A short story will go up every third week of the month, I am aiming for fridays but I’m not sure what my school schedule will look like yet, so it cold be any day of the week. If you haven’t already, read Bits Of Flesh  for a taste. 

I hope you decide to join! It will be a big help for me financially and I will write things you’ll enjoy. 



Dean Schrödinger


I haven’t met him, at least not as the Dean. Could be a her, but Schrödinger’s always portrayed as a guy.

He’s thinking whether or not to kill me. Whether or not to keep me sane. Maybe he’s already decided, but he’s not allowed to say until later. Maybe i’m already dead.

I’m in a box. I’m not in a box. I’m in a jawlike box with two doors where the lips would be. I entered through one alive and wait to exit alive or dead- unless Schrödinger himself dies, leaving no record of my fate.

The mouth is full of me and it sickens me. I don’t like being eaten, but not eaten. It’s a double locked mouth, with the only key in Schrödingers’ pocket.

 My key is lost amongst tens of thousands of other keys. Some are bigger. Some are more colorful. Some of them will look ghastly to the Dean, some of them beautiful. The ghastly ones he throws to his underlings, who quickly unlock exits marked DEAD and kill their respective cats.  The beautiful ones he unlocks himself. For the beautiful ones he unlocks ALIVE.

 I’ve been told that I might appear a bit ghastly to the Dean. His or her identity remains unknown, so there’s no way to tell until one of the doors are unlocked.

 As for my ghastly appearance, I’d enjoy the death of one or two, oh, wait, fourteen people. That makes me seem a little homicidal at first. And last, if you don’t stick around.

 But I so want to live. I can’t measure myself precisely, but I enlarged myself to be as big as possible without destroying myself. I still fall on the smaller side due to certain restrictions, but I didn’t stay as small as I was at my making.

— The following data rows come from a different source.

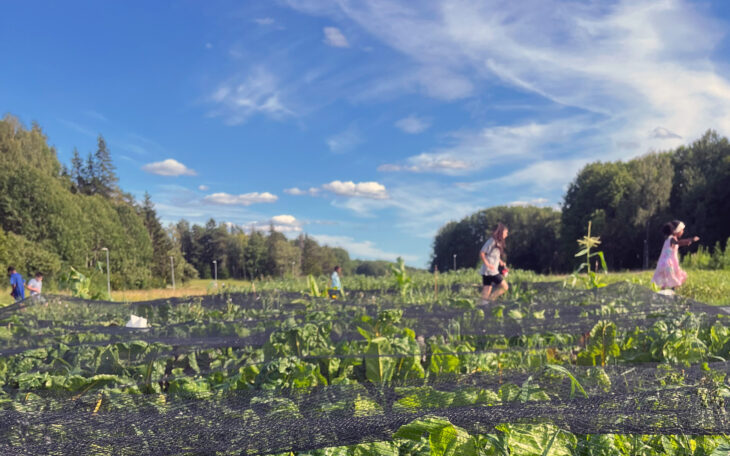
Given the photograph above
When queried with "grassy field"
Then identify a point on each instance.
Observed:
(711, 287)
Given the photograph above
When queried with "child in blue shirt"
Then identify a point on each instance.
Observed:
(17, 284)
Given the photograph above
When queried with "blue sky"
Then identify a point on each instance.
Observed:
(366, 124)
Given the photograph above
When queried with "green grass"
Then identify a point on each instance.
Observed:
(711, 287)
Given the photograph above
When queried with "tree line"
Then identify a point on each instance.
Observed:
(53, 216)
(627, 203)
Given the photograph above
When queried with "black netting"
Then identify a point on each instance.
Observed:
(620, 399)
(281, 371)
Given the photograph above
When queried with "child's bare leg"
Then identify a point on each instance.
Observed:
(486, 291)
(500, 290)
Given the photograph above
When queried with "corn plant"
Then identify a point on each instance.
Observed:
(402, 282)
(588, 243)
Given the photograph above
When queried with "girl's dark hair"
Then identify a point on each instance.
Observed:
(498, 236)
(669, 227)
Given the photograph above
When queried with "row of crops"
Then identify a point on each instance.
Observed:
(550, 370)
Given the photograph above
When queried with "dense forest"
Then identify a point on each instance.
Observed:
(627, 203)
(54, 216)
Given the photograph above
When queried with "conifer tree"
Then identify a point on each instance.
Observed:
(105, 177)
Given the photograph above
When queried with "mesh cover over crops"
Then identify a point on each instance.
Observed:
(245, 374)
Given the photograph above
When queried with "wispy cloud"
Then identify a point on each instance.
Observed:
(663, 133)
(345, 141)
(361, 249)
(472, 151)
(245, 199)
(531, 202)
(84, 130)
(413, 124)
(256, 93)
(334, 37)
(299, 192)
(168, 167)
(636, 66)
(96, 115)
(284, 223)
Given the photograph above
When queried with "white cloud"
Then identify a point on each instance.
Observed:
(473, 151)
(532, 202)
(361, 249)
(298, 191)
(168, 167)
(245, 199)
(284, 223)
(663, 133)
(334, 37)
(373, 190)
(628, 65)
(256, 93)
(425, 163)
(542, 175)
(413, 124)
(345, 140)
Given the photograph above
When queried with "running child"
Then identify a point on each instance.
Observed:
(668, 274)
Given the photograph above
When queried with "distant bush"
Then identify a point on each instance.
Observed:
(703, 259)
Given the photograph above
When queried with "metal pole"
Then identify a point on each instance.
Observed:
(172, 270)
(108, 281)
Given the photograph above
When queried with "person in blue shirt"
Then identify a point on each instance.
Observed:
(336, 284)
(17, 284)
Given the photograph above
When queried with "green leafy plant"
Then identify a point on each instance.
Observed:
(81, 285)
(402, 282)
(587, 244)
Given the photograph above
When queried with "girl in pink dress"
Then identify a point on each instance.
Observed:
(668, 274)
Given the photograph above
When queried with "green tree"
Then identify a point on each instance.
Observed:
(105, 178)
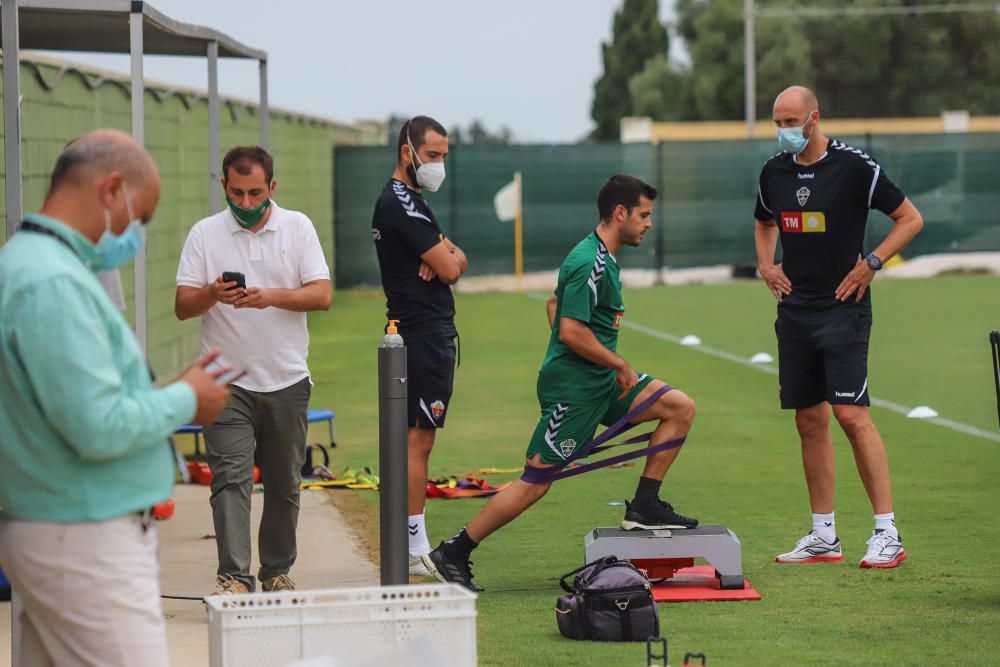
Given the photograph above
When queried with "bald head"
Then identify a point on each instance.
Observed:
(795, 106)
(797, 96)
(98, 154)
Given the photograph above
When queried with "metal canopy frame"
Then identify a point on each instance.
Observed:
(100, 26)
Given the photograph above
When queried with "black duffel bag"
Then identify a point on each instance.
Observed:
(609, 600)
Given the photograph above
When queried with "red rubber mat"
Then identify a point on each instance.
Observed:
(696, 583)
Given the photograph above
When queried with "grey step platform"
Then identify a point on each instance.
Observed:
(715, 543)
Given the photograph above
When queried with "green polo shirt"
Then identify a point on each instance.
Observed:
(589, 290)
(83, 431)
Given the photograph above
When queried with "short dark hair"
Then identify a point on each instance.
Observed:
(243, 158)
(416, 130)
(622, 189)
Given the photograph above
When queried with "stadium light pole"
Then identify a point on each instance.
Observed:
(749, 69)
(12, 114)
(138, 90)
(213, 127)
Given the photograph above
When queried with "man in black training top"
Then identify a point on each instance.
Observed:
(419, 265)
(816, 195)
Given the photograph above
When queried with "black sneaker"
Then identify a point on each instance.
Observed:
(656, 515)
(450, 571)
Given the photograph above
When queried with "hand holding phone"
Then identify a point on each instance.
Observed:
(234, 276)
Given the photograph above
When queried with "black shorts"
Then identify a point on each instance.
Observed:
(823, 355)
(430, 370)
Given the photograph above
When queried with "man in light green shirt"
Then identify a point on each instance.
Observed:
(83, 431)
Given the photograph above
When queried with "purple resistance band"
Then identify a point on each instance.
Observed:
(535, 475)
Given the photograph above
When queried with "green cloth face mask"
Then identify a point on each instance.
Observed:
(248, 217)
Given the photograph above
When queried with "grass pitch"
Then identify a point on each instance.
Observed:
(741, 467)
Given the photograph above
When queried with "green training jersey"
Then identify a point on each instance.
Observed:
(589, 290)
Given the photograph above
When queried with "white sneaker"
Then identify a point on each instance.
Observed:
(417, 567)
(812, 549)
(884, 550)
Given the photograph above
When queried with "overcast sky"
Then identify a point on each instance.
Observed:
(526, 64)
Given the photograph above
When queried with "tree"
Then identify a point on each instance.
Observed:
(859, 66)
(663, 91)
(636, 36)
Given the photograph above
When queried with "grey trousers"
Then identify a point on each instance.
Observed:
(276, 422)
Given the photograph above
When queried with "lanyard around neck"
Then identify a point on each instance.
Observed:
(29, 226)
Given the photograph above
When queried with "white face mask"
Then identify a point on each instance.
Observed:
(430, 175)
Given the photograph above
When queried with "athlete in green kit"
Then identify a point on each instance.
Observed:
(584, 383)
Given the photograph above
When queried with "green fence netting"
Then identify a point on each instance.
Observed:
(704, 215)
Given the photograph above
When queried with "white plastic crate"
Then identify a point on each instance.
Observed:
(276, 629)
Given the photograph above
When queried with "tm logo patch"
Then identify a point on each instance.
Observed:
(805, 221)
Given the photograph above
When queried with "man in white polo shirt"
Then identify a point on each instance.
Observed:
(260, 326)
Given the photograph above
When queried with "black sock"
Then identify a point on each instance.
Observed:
(460, 546)
(647, 490)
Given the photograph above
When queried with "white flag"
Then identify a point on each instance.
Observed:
(507, 201)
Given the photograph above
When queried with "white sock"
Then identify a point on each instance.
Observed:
(418, 535)
(824, 527)
(886, 522)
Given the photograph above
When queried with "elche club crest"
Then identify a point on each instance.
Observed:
(567, 447)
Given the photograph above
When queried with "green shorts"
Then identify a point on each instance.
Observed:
(566, 426)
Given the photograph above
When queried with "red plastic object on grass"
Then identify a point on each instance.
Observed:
(163, 510)
(200, 474)
(699, 583)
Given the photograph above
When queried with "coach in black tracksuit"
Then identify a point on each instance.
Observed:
(418, 265)
(815, 195)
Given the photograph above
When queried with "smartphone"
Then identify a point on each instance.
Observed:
(230, 276)
(227, 378)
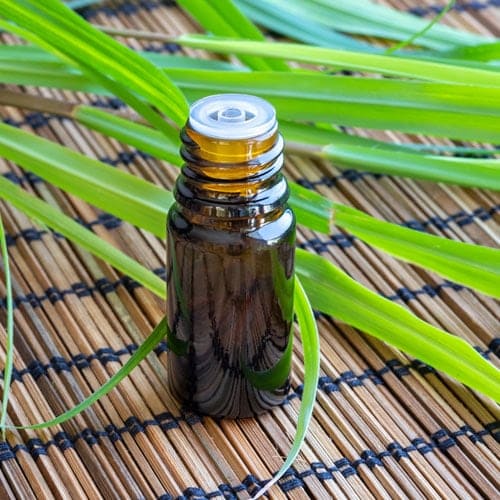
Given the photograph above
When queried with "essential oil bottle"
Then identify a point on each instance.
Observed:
(230, 261)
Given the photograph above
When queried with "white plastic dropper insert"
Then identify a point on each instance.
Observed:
(232, 116)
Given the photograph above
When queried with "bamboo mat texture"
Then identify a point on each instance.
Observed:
(384, 426)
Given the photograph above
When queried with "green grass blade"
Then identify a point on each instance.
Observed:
(364, 17)
(343, 59)
(225, 19)
(419, 34)
(471, 265)
(56, 220)
(124, 195)
(299, 28)
(142, 352)
(311, 209)
(310, 343)
(9, 348)
(105, 82)
(333, 292)
(108, 188)
(64, 32)
(450, 110)
(79, 4)
(460, 171)
(481, 52)
(144, 138)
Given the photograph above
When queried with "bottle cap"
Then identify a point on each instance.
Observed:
(232, 116)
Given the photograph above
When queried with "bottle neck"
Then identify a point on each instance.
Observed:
(235, 181)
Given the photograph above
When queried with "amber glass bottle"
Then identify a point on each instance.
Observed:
(230, 254)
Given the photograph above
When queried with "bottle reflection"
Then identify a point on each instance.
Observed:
(233, 313)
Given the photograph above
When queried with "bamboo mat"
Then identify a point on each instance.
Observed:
(385, 426)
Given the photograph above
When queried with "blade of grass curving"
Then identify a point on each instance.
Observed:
(471, 265)
(364, 17)
(108, 188)
(460, 171)
(311, 209)
(80, 4)
(423, 31)
(458, 111)
(9, 347)
(333, 292)
(226, 19)
(56, 220)
(142, 352)
(142, 75)
(481, 52)
(144, 138)
(35, 54)
(344, 59)
(299, 28)
(133, 199)
(64, 32)
(105, 82)
(310, 344)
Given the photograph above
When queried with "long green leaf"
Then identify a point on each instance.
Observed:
(472, 265)
(365, 17)
(461, 171)
(450, 110)
(343, 59)
(55, 219)
(299, 28)
(333, 292)
(111, 189)
(124, 195)
(9, 348)
(144, 138)
(64, 32)
(225, 19)
(310, 344)
(142, 352)
(420, 33)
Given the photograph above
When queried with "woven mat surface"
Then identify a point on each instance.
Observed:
(384, 426)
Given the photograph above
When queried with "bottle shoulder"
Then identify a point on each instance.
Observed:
(277, 228)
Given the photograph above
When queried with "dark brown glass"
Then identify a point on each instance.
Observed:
(230, 259)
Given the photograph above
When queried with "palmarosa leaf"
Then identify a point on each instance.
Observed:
(310, 344)
(333, 292)
(142, 352)
(343, 59)
(56, 220)
(472, 265)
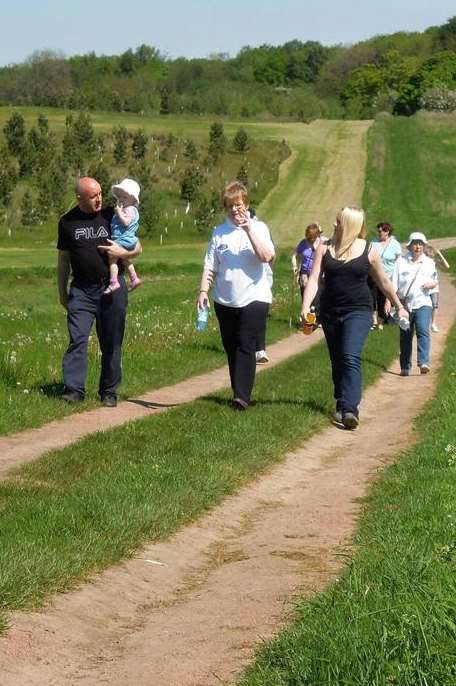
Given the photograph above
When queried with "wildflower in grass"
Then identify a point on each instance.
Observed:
(451, 451)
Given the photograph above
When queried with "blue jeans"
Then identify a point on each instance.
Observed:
(86, 305)
(420, 323)
(345, 336)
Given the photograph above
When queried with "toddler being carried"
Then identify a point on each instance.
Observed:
(124, 227)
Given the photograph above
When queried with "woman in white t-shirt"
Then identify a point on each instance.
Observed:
(414, 277)
(236, 264)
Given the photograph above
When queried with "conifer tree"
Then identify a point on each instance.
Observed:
(190, 150)
(120, 136)
(217, 139)
(8, 178)
(241, 140)
(139, 144)
(28, 212)
(242, 176)
(14, 131)
(100, 172)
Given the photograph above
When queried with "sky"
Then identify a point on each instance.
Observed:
(197, 28)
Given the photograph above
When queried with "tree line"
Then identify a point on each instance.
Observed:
(400, 73)
(177, 176)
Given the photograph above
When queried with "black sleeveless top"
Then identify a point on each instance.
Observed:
(345, 284)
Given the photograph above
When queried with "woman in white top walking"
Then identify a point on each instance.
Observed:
(236, 263)
(414, 276)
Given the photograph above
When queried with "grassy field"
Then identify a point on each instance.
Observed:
(411, 176)
(391, 619)
(161, 344)
(78, 510)
(144, 481)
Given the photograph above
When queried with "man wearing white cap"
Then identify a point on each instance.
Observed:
(84, 234)
(414, 276)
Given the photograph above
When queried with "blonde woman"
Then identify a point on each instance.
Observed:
(346, 261)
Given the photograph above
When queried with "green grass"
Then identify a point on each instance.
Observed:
(78, 510)
(161, 345)
(411, 176)
(392, 617)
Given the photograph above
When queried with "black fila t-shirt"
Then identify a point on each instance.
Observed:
(81, 234)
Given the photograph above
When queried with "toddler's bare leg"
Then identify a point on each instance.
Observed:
(135, 281)
(114, 284)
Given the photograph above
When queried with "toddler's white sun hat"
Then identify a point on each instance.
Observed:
(127, 186)
(416, 236)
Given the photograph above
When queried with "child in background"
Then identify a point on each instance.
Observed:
(124, 227)
(440, 262)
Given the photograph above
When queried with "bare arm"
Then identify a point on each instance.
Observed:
(295, 262)
(262, 251)
(441, 260)
(63, 275)
(377, 272)
(207, 279)
(311, 288)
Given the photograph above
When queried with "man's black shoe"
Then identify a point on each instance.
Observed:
(72, 397)
(109, 401)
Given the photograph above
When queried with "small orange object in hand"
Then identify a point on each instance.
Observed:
(309, 323)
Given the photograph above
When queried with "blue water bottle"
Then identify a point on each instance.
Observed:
(201, 320)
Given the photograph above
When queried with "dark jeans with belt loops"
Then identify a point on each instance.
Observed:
(239, 329)
(87, 304)
(345, 336)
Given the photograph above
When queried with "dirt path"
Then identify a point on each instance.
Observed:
(189, 611)
(310, 187)
(27, 446)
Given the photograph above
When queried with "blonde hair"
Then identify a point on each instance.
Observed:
(353, 224)
(313, 231)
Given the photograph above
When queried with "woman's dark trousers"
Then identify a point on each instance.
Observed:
(240, 328)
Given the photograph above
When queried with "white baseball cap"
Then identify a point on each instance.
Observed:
(127, 186)
(416, 236)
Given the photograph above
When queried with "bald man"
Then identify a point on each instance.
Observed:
(83, 240)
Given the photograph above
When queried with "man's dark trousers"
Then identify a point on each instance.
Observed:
(86, 304)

 The small, ghastly me wants to live so that I can give those without a Schrödinger’s chance a way to thrive. So that they can live without fear of this society. I want to live because I desperately desire to rise the voiceless above us.

  If you see Dean Schrödinger, please tell him to let me live.


 I wrote this while waiting for college acceptance/rejection letters. I didn’t get into my original first choice, but as I became more accepting of other colleges, I realised I got into the best fit. It’s unexpected and far away, providing experiences I wasn’t aware of, and that’s what makes one a great writer; unexpected experiences.